Una pauta recomendada es ceftriaxona, 250 mg im en dosis única seguido de doxiciclina 100
mg vo cada 12 h durante 7-10 días. También podemos utilizar quinolonas de última generación
durante 2 semanas. En niños, los microorganismos más probables serán los propios de la
infección urinaria, así como su tratamiento.
TUBERCULOSIS UROGENITAL
I. Definición
La tuberculosis, enfermedad endémica infectocontagiosa en nuestro país, producida por el
bacilo de Koch o Mycobacteryum tuberculosis. Debido a que el agente causal penetra al
organismo casi de forma exclusiva por la vía respiratoria, la TBC se localiza generalmente en
los pulmones; sin embargo, en una proporción variable, dependiendo de factores
predisponentes, se puede producir una diseminación hematógena, con siembras a distancia,
que darán lugar a TBC en cualquier otro órgano. Basándose en esto, la TBC se clasifica en
pulmonar y extrapulmonar. En relación con esta última forma de TBC, desde el inicio de la
epidemia de VIH/SIDA, se ha incrementado el número de casos de tuberculosis extrapulmonar;
de hecho se considera que dos terceras partes de los pacientes con infección por VIH y
tuberculosis presentan tuberculosis pulmonar y extrapulmonar o bien tuberculosis
extrapulmonar aislada. Las localizaciones extrapulmonares más frecuentes son los ganglios
linfáticos, pleura, sistema genitourinario, sistema osteoarticular, meninges y peritoneo.
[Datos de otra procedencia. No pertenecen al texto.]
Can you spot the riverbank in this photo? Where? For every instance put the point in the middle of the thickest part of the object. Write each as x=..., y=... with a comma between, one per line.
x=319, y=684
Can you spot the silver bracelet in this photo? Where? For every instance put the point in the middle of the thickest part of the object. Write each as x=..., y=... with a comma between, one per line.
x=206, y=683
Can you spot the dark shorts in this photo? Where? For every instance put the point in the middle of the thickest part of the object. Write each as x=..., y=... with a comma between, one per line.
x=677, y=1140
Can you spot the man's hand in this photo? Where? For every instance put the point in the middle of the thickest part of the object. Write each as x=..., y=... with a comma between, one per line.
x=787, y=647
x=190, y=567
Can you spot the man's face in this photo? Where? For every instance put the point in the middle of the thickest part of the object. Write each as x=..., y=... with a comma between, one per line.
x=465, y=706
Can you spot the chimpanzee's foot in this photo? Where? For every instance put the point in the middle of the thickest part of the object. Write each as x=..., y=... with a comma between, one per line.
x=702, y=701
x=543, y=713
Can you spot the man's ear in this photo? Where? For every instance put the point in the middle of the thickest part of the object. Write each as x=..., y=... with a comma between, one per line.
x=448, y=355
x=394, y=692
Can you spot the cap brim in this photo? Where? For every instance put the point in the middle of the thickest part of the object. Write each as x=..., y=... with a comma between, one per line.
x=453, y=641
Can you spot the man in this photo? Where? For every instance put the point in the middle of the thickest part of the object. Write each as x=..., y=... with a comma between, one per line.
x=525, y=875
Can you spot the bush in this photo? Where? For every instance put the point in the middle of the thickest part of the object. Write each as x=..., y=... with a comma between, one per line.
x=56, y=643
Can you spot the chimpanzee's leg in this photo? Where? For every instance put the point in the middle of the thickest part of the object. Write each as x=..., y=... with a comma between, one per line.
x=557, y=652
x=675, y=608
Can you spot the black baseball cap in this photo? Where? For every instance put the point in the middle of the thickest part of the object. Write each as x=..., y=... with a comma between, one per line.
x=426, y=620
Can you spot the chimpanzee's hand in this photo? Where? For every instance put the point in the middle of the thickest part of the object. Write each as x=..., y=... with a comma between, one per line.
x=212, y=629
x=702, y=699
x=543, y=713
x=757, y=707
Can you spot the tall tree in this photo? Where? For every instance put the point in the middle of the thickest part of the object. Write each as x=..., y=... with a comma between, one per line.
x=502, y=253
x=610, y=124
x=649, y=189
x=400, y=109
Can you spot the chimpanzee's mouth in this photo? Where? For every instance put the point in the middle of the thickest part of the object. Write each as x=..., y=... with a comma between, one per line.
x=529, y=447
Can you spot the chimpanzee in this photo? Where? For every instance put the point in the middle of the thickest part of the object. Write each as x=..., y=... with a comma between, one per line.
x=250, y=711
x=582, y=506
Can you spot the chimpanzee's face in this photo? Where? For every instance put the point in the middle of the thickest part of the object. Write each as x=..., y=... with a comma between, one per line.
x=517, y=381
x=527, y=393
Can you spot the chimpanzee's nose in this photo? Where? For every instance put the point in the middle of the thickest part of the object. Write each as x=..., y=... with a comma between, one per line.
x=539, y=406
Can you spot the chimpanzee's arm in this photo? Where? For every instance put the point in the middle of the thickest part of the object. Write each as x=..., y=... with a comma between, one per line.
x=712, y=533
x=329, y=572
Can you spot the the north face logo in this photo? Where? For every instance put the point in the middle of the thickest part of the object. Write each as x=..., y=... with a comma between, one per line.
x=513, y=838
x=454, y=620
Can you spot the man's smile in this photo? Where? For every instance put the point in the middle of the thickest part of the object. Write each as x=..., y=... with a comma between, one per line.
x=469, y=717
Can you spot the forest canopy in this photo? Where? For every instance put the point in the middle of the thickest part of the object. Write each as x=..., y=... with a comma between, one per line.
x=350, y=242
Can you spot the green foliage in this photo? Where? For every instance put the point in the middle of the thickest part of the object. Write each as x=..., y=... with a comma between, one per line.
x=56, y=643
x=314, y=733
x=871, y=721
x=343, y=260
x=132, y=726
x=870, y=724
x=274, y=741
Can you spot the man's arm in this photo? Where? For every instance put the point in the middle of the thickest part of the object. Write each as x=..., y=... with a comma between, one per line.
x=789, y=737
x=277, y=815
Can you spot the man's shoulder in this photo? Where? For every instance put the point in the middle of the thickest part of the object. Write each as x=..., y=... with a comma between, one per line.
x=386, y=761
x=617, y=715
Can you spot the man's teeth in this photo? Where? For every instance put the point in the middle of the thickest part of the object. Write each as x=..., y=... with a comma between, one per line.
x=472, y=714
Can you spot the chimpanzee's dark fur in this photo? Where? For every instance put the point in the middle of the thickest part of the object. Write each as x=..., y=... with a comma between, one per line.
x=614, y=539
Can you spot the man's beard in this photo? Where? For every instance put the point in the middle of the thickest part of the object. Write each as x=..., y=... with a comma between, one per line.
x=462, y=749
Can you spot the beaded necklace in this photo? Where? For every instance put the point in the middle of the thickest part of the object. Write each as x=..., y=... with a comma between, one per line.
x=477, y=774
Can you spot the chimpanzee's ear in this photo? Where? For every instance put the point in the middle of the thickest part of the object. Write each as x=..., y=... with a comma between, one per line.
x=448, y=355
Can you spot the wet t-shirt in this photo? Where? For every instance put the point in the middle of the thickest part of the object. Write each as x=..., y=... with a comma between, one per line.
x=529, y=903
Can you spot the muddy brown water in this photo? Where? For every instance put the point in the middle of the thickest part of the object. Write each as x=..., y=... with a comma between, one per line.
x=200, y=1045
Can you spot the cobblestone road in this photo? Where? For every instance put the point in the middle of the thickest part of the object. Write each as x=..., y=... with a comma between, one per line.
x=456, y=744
La TBC urogenital es secundaria a un foco primario generalmente pulmonar, el cuál al
momento
de la enfermedad urogenital puede o no estar activo. También puede tener como punto de
partida lesiones extrapulmonares (interstinal o ganglionar) activas o pasivas.
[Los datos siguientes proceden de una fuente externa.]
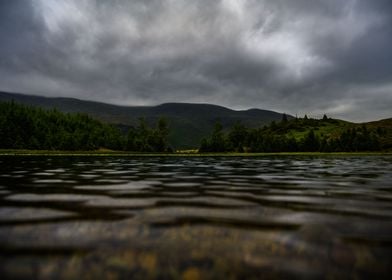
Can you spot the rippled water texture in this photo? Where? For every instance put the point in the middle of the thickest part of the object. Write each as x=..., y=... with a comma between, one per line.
x=196, y=218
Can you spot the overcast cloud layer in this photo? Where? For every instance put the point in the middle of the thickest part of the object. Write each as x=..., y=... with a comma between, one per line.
x=294, y=56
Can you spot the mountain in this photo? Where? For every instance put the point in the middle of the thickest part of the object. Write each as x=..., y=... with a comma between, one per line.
x=189, y=123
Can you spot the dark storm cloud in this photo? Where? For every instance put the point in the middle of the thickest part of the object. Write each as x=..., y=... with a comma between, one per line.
x=297, y=56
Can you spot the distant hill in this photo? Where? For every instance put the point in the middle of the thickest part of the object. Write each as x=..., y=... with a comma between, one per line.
x=189, y=123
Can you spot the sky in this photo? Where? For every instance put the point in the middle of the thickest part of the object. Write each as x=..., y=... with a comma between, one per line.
x=294, y=56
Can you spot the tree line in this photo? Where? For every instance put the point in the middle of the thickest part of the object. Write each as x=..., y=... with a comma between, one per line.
x=26, y=127
x=280, y=137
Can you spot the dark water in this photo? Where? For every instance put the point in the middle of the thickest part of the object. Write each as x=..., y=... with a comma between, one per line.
x=196, y=218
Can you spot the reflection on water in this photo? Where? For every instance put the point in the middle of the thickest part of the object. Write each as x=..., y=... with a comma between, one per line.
x=196, y=218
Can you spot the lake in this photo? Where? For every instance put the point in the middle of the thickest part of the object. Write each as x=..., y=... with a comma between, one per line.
x=297, y=217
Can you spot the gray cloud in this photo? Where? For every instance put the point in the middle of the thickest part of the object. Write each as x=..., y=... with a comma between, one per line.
x=296, y=56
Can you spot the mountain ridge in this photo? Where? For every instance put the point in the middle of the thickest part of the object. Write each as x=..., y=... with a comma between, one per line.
x=189, y=122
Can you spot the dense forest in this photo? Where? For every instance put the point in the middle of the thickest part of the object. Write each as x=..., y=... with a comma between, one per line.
x=25, y=127
x=298, y=135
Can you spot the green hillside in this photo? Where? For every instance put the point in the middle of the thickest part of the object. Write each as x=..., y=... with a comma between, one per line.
x=188, y=123
x=302, y=135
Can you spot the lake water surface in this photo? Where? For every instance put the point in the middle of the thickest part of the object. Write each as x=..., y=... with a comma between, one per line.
x=196, y=217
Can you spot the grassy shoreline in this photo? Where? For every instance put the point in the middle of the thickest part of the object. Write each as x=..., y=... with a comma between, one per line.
x=178, y=154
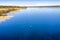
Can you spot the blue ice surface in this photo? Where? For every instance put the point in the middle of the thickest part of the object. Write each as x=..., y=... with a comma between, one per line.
x=32, y=24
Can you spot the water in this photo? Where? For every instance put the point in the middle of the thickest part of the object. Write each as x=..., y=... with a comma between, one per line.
x=32, y=24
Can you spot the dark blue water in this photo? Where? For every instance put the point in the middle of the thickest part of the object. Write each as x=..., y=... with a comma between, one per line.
x=32, y=24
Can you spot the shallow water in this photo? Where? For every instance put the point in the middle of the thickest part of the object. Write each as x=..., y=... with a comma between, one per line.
x=32, y=22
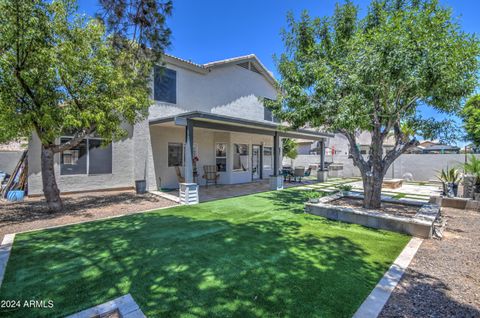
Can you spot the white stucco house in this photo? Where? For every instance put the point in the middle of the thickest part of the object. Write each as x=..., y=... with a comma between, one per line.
x=203, y=114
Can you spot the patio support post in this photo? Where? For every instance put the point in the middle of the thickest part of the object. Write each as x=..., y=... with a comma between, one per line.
x=322, y=155
x=189, y=152
x=322, y=173
x=276, y=180
x=189, y=190
x=276, y=153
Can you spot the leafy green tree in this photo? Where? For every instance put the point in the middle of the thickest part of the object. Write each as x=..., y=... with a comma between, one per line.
x=60, y=73
x=348, y=74
x=471, y=119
La principal vía de diseminación es la hematógena, llegando a nivel de la corteza renal e
invadiendo los pequeños vasos adyacentes a los glomérulos, también puede llegar por esta via
a nivel prostático o epididimario.
El resto de órganos del aparato urogenital pueden afectarse a partir de estos focos por vía
canalicular ascendente o descendente, por vía linfática o por extensión directa.
II. Fisiopatogenia
La evolución de la enfermedad a nivel renal podemos clasificarla de la siguiente manera:
Grado I: Lesiones a nivel cortical en los vasos sanguíneos adyacentes a los glomérulos.
Clínicamente silentes.
Grado II: Tuberculomas que progresan a la zona medular llegando a afectar las papilas de los
cálices menores deformándolos. Puede haber microhematuria si lesiona algún pequeño capilar
y radiológicamente amputación de cálices o lesiones en mordeduras de ratón. Eliminación de
BK a la vía canalicular.
Grado III: Lesiones ulcerativas y fibrosis posterior a nivel de la unión pieloureteral o a nivel
urteral produciendo zonas de estrechez e hidro o ureterohidronefrosis. Uni o bilateral.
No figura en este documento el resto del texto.